Stopping Fertility Treatments: When do you move on?

By: Stephanie Himel-Nelson Wednesday Oct. 13th
Filed in: Fertility Focus, Planning & Trying, Stephanie Himel-Nelson
basket baby

photo by Stephanie Himel-Nelson

Last weekend, I watched the movie Then She Found Me with Helen Hunt, Colin Firth, Bette Midler and Mathew Broderick. It’s about a woman (Helen Hunt) approaching 40 who is desperate for a baby and finds herself unexpectedly pregnant. Of course, this is right after her marriage falls apart, her adoptive mother dies and her biological mother reappears. The movie takes her through the beginning elation of pregnancy, the sorrow of miscarriage, the nerve wracking hopefulness of IVF and then, finally, to adoption.

It really made me think about how infertility changes so much of what we think and know about ourselves.

When my husband (T) and I started trying to have a baby in 2003, the possibility of miscarriage or infertility never occurred to me. Well, that’s not entirely true. I had already had one miscarriage a few years before, but never imagined it would happen again. After all, the doctors said it was just “one of those things.”

After we were faced with more difficulties than we had imagined and undergone all the tests, we had a decision to make. T and I wanted to decide, before we began treatment, just how far we would go. Was it simply medication? IUI? IVF? What would we do?

The first go around, we decided that IVF probably wasn’t for us and that we would adopt if less aggressive treatment didn’t work. But that decision was never really tested since we were successful.

This time, our expectations and our boundaries have changed. Without even discussing it, we both knew going in that we were willing to do whatever it took to have a baby and nothing, not IVF, not donor eggs or sperm, not adoption, none of it, was out of play. It made me realize that, although we decided in 2003 not to go through IVF, we might have anyway. We never really know what we’ll do until we’re in the situation.

In the movie, Helen Hunt’s character is adamant that she won’t adopt. As an adoptee she says she wants a baby that’s “really hers.” But as she goes through her own journey of personal discovery, she finally realizes that an adopted baby is still “really hers.” And you can guess how the movie ends. (Don’t forget your kleenex, I sobbed my way through the final scene of the movie. Oh and the miscarriage scene. Oh and the IVF scene. Oh and the funeral scene.)

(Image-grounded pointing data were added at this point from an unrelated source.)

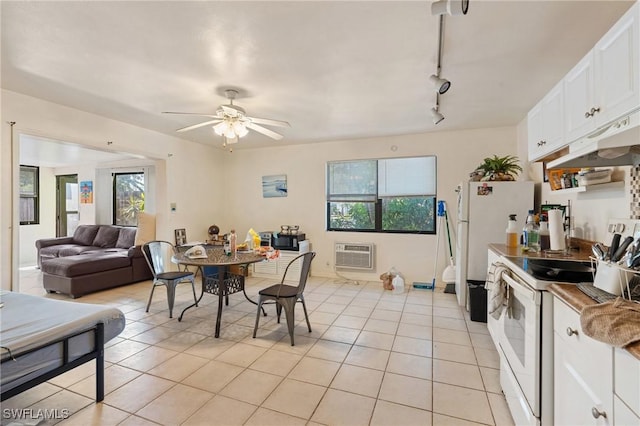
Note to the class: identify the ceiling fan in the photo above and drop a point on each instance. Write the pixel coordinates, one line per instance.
(232, 121)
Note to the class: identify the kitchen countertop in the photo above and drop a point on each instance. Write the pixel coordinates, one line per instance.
(580, 254)
(577, 300)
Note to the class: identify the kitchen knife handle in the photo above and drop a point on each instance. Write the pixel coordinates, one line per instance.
(622, 249)
(615, 242)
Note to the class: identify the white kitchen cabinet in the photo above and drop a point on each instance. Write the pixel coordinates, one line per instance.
(626, 386)
(623, 414)
(605, 84)
(583, 373)
(545, 123)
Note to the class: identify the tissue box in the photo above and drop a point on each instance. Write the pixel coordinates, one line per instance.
(594, 177)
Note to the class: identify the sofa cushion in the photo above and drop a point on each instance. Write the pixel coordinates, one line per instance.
(146, 228)
(85, 234)
(83, 264)
(107, 236)
(73, 249)
(127, 238)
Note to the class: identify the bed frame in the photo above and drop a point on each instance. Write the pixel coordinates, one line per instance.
(96, 353)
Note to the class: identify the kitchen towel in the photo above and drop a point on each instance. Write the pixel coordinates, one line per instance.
(556, 229)
(498, 289)
(616, 323)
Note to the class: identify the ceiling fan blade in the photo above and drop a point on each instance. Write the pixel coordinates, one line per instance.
(264, 131)
(269, 122)
(190, 113)
(195, 126)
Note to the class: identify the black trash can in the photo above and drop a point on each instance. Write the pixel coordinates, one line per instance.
(477, 301)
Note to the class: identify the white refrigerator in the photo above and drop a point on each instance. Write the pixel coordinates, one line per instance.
(483, 213)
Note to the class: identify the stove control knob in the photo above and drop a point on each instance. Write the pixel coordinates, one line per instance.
(597, 413)
(571, 331)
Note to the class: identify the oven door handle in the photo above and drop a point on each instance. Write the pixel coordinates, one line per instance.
(521, 287)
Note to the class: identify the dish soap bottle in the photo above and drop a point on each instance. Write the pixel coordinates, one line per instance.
(530, 233)
(512, 231)
(233, 239)
(545, 240)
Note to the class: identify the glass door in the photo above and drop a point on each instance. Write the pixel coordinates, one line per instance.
(67, 202)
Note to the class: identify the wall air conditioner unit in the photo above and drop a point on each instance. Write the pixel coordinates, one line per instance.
(358, 256)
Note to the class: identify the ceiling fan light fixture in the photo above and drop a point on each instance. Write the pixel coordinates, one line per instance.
(240, 129)
(436, 116)
(441, 84)
(450, 7)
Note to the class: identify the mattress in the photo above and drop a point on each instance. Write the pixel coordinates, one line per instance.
(29, 322)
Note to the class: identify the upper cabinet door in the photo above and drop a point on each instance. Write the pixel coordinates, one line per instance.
(579, 97)
(617, 74)
(545, 124)
(605, 84)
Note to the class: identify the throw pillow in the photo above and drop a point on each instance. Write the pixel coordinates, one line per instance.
(127, 238)
(106, 237)
(85, 234)
(146, 228)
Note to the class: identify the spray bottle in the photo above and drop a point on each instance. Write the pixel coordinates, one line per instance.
(512, 231)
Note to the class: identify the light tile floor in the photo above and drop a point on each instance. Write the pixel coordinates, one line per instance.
(373, 358)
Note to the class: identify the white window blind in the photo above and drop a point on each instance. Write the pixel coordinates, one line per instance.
(407, 176)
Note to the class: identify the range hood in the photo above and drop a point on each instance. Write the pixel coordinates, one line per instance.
(615, 144)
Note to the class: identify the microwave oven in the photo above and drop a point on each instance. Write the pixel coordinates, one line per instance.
(286, 242)
(265, 238)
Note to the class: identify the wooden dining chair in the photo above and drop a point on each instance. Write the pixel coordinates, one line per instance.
(286, 296)
(158, 254)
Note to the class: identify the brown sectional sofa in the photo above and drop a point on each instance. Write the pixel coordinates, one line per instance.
(97, 257)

The movie made me wonder how you know, how anyone suffering from infertility knows, when to say stop. When do you stop fertility treatments and pursue adoption? Obviously we all take input from our medical professionals, but I honestly have no idea how, once invested, I would stop and move on.

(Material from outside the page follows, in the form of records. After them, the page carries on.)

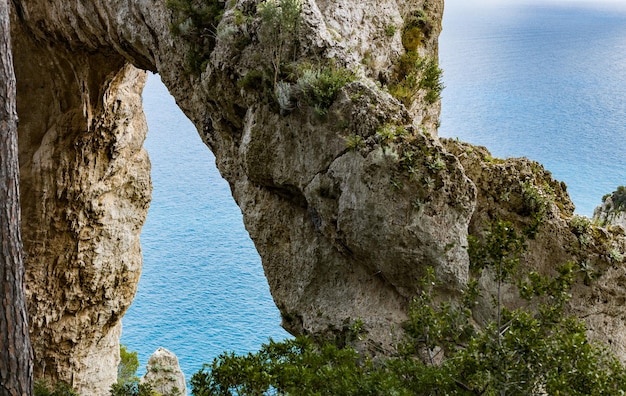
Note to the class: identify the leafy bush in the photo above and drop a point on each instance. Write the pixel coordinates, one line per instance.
(196, 21)
(127, 368)
(42, 388)
(281, 23)
(526, 351)
(132, 389)
(127, 380)
(619, 198)
(413, 74)
(321, 85)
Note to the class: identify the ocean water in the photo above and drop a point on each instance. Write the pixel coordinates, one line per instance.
(202, 289)
(541, 80)
(545, 80)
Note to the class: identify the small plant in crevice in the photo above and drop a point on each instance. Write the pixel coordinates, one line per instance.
(280, 24)
(534, 350)
(390, 30)
(536, 202)
(43, 388)
(413, 74)
(196, 21)
(618, 197)
(319, 86)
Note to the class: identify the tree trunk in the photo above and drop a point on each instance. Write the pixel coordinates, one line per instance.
(16, 370)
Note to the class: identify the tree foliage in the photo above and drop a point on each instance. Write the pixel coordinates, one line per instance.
(535, 350)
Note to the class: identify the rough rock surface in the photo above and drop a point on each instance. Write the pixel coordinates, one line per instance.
(344, 230)
(163, 373)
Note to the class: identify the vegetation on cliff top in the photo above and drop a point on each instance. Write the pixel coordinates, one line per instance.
(537, 349)
(618, 197)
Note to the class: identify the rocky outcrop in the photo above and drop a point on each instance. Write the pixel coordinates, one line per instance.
(163, 373)
(346, 190)
(85, 190)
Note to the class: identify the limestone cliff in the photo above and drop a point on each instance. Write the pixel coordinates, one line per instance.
(345, 189)
(164, 375)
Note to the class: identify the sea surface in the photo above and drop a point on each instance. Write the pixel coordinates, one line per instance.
(545, 80)
(542, 80)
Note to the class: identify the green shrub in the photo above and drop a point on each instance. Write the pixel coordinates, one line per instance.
(414, 74)
(127, 380)
(526, 351)
(132, 389)
(280, 25)
(320, 86)
(619, 198)
(43, 388)
(127, 368)
(196, 21)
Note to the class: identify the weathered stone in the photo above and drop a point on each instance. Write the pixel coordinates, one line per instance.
(163, 373)
(344, 230)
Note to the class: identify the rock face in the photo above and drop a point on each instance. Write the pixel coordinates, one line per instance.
(346, 190)
(164, 374)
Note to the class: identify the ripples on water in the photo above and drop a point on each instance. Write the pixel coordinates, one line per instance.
(202, 290)
(544, 82)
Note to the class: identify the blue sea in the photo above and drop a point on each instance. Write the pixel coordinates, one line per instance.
(545, 80)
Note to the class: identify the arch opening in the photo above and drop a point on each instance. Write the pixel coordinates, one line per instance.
(202, 290)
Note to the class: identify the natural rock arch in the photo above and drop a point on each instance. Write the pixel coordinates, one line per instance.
(331, 251)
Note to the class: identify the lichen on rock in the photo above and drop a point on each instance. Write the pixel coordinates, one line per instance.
(345, 190)
(164, 375)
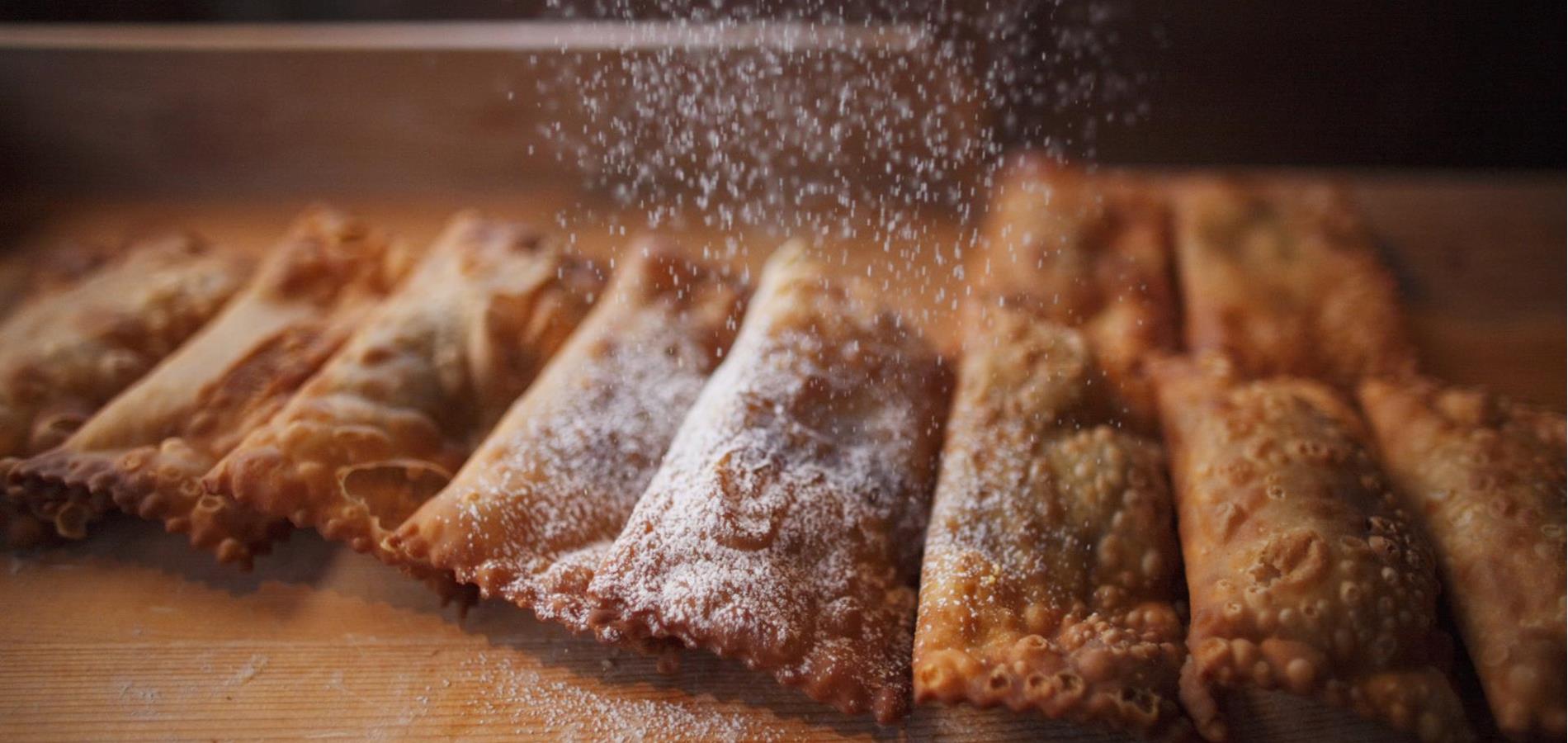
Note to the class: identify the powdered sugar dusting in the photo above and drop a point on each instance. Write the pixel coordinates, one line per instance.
(786, 523)
(552, 486)
(522, 696)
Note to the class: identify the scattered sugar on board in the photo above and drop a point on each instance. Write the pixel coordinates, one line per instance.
(513, 693)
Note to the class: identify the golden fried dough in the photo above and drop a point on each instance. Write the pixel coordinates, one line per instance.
(148, 448)
(532, 513)
(1285, 281)
(1301, 571)
(400, 406)
(1051, 560)
(784, 524)
(1089, 253)
(1484, 479)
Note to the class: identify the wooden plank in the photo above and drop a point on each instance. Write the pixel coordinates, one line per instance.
(134, 637)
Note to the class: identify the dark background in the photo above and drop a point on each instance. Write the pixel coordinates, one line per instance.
(1438, 83)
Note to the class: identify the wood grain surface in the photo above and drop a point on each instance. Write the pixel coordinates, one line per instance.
(130, 635)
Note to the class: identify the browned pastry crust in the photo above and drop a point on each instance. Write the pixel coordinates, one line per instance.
(784, 524)
(1285, 281)
(532, 513)
(149, 447)
(1051, 560)
(1087, 253)
(31, 273)
(394, 414)
(1301, 571)
(87, 334)
(1484, 479)
(26, 278)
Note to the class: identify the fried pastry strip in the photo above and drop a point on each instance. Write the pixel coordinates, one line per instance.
(78, 342)
(1285, 281)
(1087, 253)
(27, 275)
(1484, 479)
(784, 524)
(1051, 560)
(149, 447)
(394, 414)
(1301, 571)
(532, 513)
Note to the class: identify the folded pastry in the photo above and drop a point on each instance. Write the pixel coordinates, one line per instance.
(400, 406)
(1301, 571)
(1051, 560)
(149, 447)
(536, 507)
(1285, 279)
(78, 340)
(1089, 253)
(27, 275)
(784, 524)
(1484, 479)
(40, 270)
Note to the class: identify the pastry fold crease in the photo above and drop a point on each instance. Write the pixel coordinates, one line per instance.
(1051, 560)
(1286, 281)
(533, 511)
(1090, 253)
(388, 420)
(78, 342)
(1301, 570)
(1484, 479)
(148, 450)
(784, 524)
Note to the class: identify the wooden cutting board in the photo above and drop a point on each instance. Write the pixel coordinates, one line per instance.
(132, 635)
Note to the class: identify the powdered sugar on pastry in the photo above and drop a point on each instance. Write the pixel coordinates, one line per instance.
(784, 524)
(535, 509)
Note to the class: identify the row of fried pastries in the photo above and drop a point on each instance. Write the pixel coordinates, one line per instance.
(805, 486)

How about you? How far will you take your treatments? Will money or something else be your deciding factor? Will you adopt?

2 Comments

  1. I would like to be contacted via email because my aunt and uncle pay for my cell phone bill as part of Christmas present. I have never been pregnant before, so I do not know if I can even get pregnant. How much would a fertility test cost? Where could I get one?

  2. I have never been pregnant before. I do not even know if I can get pregnant. How much would this cost?